HWH Comment: Looks like we’re not alone in our galaxy after all. Well, you can’t say we’re not alone unless it’s verified, and so continues the mystery.
Common sense, however, would not imply the HOME ALONE HYPOTHESIS. It is more than likely we are not alone rather than alone, just by the mere size of the galaxy, how full it is and the degree of noise, more like a junk yard that talks.
So I would start from the premise of not being alone and grow/develop a better system of discovery. Radio waves doesn’t seem to be producing results.
I get the science part. But in order to get to the verification part, you need to get more wild in your thinking. Your thinking doesn’t have to pass the test of scientific scrutiny. It is in the wild phase that paths to discovery open for further discovery and that’s what you’re looking for, right?
Maybe the radio wave wasn’t SENT, as the article intimates. Maybe it was simply emitted due to a natural process.
“Naturally occurring radio waves are emitted by lightning and astronomical objects, and are part of the blackbody radiation emitted by all warm objects. Radio waves are generated artificially by transmitters and received by radio receivers, using antennas.” Wikipedia

An ‘unusual’ radio wave sent from the middle of the Milky Way has experts confused
Jordan Mendoza, USA TODAY Tue, October 12, 2021, 6:00 PM
Astronomy experts have detected “unusual signals” coming from the center of the Milky Way Galaxy, leading experts to believe an undiscovered stellar object could be behind the strange radio waves.
Objects throughout the galaxy have changing magnetic fields that produce radio waves, according to NASA. During its life cycle, a star emits light across the electromagnetic spectrum, including some waves invisible to the human eye. The amount of light a star gives off depends on where it is in its cycle.
But the radio waves picked up by a team of international researchers are unusual for a variety of reasons. Ziteng Wang, lead author of a study on the findings published in The Astrophysical Journal and a doctoral candidate at the University of Sydney’s school of physics, said the object’s brightness varies dramatically, and it will randomly switch on and off.
“The strangest property of this new signal is that it is has a very high polarisation. This means its light oscillates in only one direction, but that direction rotates with time,” Wang said in a statement. “We’ve never seen anything like it.
Wang added his team originally thought the signal came from a pulsar, a heavily dense, rapidly spinning star that has collapsed and as a result, gives off solar flares. Solar flares can go on for minutes to hours, making them in, a sense, random. That was dismissed as a cause, however, because the radio waves “don’t match what we expect from these types of celestial objects.”

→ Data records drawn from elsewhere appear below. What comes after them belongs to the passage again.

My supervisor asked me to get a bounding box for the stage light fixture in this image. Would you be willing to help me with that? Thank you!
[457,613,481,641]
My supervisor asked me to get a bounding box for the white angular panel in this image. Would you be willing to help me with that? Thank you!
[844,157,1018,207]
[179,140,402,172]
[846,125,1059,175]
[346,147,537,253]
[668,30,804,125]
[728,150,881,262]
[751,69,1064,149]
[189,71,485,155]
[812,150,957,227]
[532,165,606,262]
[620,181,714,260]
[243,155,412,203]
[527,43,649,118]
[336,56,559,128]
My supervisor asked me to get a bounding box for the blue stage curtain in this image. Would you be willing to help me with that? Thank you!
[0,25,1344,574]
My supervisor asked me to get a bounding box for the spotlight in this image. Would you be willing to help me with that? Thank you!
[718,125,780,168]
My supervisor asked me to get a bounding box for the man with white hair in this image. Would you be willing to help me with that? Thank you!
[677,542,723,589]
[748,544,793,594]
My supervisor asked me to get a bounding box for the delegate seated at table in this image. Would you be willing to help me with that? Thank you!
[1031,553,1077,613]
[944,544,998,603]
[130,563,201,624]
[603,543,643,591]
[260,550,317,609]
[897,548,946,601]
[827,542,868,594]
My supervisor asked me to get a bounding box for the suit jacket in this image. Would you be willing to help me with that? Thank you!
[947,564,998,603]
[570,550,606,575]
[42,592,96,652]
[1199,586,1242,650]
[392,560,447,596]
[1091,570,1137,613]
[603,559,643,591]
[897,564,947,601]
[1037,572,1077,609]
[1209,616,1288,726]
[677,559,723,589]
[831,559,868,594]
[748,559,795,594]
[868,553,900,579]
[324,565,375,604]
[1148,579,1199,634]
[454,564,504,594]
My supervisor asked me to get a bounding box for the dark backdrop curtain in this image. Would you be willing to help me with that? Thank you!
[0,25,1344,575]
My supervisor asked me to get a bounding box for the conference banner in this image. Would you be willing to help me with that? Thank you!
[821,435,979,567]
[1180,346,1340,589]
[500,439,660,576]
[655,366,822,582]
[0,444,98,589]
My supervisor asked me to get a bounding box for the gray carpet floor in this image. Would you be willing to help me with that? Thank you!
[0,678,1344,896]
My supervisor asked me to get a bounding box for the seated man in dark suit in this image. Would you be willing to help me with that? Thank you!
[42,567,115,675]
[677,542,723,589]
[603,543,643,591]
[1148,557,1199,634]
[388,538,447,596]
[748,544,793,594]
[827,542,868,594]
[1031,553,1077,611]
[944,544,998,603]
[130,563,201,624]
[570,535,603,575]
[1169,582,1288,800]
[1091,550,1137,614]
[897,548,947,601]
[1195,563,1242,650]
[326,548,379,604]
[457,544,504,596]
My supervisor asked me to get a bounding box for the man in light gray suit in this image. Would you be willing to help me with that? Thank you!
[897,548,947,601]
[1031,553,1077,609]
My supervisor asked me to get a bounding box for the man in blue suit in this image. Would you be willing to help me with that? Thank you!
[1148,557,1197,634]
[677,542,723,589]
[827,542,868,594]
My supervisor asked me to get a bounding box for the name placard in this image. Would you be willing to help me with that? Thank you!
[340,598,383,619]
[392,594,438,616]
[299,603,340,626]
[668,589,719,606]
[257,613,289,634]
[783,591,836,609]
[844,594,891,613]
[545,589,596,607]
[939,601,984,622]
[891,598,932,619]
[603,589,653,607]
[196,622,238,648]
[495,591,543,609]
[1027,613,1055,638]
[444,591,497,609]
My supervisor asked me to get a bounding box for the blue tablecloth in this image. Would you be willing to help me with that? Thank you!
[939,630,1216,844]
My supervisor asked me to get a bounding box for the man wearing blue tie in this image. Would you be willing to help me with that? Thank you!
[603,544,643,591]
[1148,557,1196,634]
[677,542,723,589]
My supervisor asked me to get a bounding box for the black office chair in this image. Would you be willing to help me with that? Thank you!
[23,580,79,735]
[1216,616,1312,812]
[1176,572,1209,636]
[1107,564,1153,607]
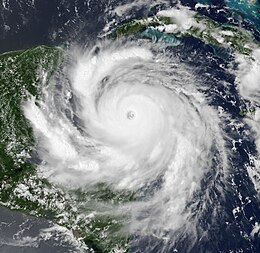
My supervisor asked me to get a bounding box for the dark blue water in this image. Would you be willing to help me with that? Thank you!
[0,0,260,253]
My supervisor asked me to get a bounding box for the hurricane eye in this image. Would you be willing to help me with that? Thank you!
[126,111,135,120]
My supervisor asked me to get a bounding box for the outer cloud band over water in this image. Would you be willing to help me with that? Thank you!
[24,42,226,236]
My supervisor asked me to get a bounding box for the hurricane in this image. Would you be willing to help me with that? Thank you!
[24,41,230,251]
[0,0,260,253]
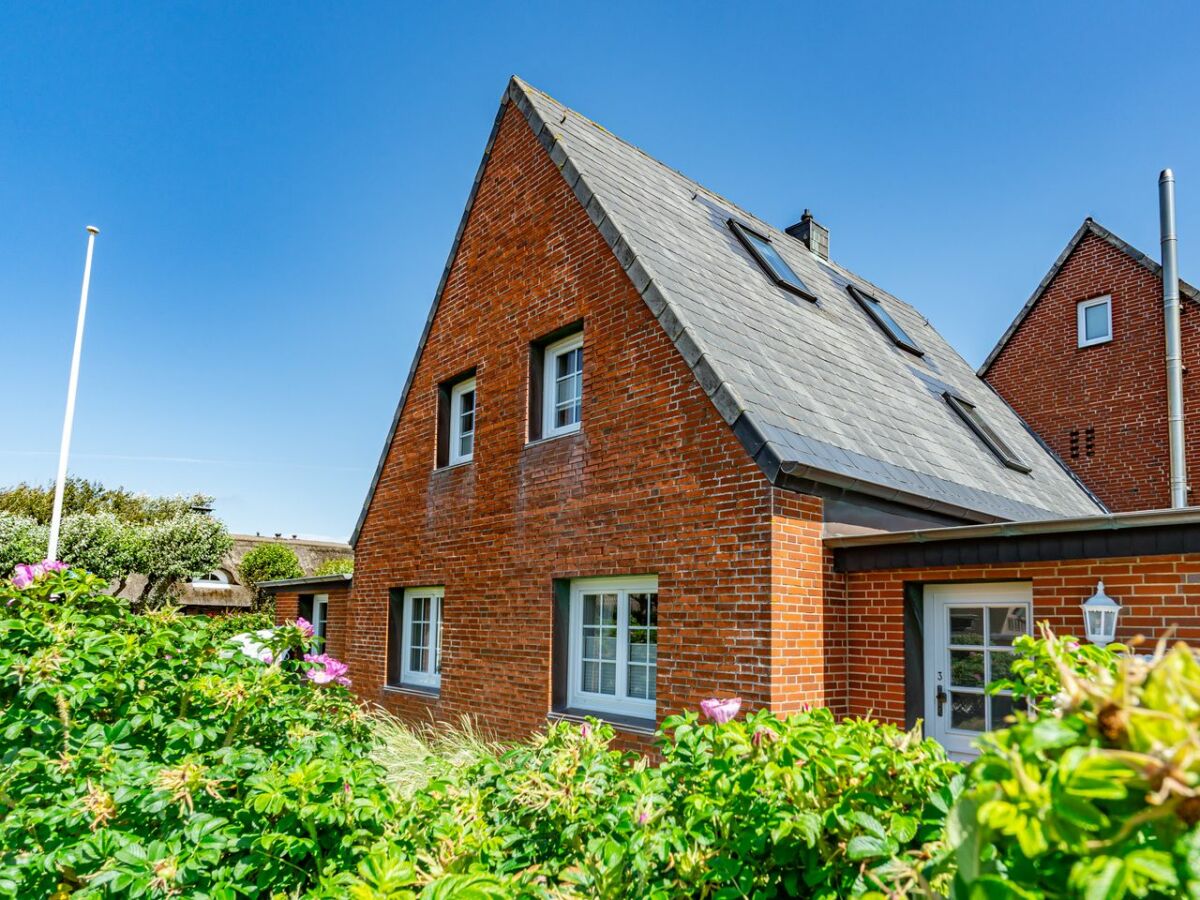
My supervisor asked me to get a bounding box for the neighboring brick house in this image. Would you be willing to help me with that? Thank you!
[979,218,1200,511]
[259,575,353,659]
[319,79,1200,750]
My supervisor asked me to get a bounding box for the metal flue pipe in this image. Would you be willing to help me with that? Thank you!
[1158,169,1188,509]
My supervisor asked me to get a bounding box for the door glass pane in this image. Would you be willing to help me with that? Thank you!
[950,691,988,731]
[950,650,984,688]
[991,650,1013,682]
[988,604,1030,647]
[949,606,983,647]
[989,694,1013,728]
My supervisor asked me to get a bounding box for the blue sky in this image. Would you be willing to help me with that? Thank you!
[0,0,1200,538]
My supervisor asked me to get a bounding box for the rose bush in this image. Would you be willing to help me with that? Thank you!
[331,701,959,900]
[0,564,398,899]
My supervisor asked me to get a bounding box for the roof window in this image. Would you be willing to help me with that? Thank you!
[846,284,925,356]
[730,218,817,302]
[942,391,1033,474]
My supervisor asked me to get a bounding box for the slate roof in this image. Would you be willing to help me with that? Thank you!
[979,216,1200,377]
[352,78,1104,542]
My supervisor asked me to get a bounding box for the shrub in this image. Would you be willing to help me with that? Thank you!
[238,544,304,590]
[326,710,959,898]
[312,557,354,575]
[56,512,140,590]
[0,570,397,899]
[948,636,1200,899]
[0,512,50,577]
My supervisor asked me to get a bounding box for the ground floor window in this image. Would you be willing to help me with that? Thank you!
[388,587,445,690]
[312,594,329,647]
[568,576,659,719]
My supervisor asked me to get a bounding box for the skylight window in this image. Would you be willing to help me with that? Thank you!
[730,218,817,302]
[848,284,925,356]
[942,391,1033,474]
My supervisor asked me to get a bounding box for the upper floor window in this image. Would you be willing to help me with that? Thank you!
[1075,295,1112,347]
[942,391,1033,474]
[529,322,583,440]
[544,335,583,437]
[730,218,817,302]
[848,284,925,356]
[388,587,445,690]
[437,370,478,468]
[568,576,659,719]
[450,378,475,466]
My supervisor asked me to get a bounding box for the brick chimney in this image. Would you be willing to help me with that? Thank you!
[784,210,829,259]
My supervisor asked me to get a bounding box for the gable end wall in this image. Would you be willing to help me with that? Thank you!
[348,106,839,738]
[985,234,1200,512]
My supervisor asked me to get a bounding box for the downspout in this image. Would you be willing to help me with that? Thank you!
[1158,169,1188,509]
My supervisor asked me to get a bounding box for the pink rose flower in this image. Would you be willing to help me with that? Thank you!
[12,559,67,590]
[700,697,742,725]
[304,653,350,688]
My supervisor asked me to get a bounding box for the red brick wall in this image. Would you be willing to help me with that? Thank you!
[846,554,1200,722]
[986,234,1200,511]
[275,584,350,660]
[348,107,826,738]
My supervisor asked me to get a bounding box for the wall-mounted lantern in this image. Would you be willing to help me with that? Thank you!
[1084,581,1121,647]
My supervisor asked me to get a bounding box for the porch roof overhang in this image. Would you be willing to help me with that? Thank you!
[824,506,1200,572]
[258,574,354,593]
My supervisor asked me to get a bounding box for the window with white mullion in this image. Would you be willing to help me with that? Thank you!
[569,577,658,718]
[312,594,329,640]
[450,378,475,466]
[401,588,443,688]
[542,334,583,437]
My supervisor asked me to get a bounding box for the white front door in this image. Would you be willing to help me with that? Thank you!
[925,582,1033,758]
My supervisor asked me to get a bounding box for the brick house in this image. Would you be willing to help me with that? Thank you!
[312,78,1200,751]
[979,218,1200,511]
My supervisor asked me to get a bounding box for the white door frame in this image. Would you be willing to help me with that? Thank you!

The team from Australia, Germany, the United States, Canada, South Africa, Spain and France made the discovery in west Australia. The object, named after the radio telescope and space coordinates on which it was found, ASKAP J173608.2-321635, was discovered as part of a project to find never-before-seen space objects.
When the radio wave was first picked up, Tara Murphy, Wang’s doctoral supervisor and professor from the Sydney Institute for Astronomy, said its behavior was “extraordinary.”
“This object was unique in that it started out invisible, became bright, faded away and then reappeared,” Murphy said.
Researchers received six radio waves over nine months last year, but when they tried to visually find it, nothing came up. It wasn’t until a few weeks after they used radio telescope in South Africa that the signal once again appeared.
“Luckily, the signal returned, but we found that the behavior of the source was dramatically different – the source disappeared in a single day, even though it had lasted for weeks in our previous ASKAP observations,” Murphy said.
No clear answer as to what is sending the radio waves has been determined, but Murphy hopes that as more powerful telescopes become available in the coming years, the mystery will be solved.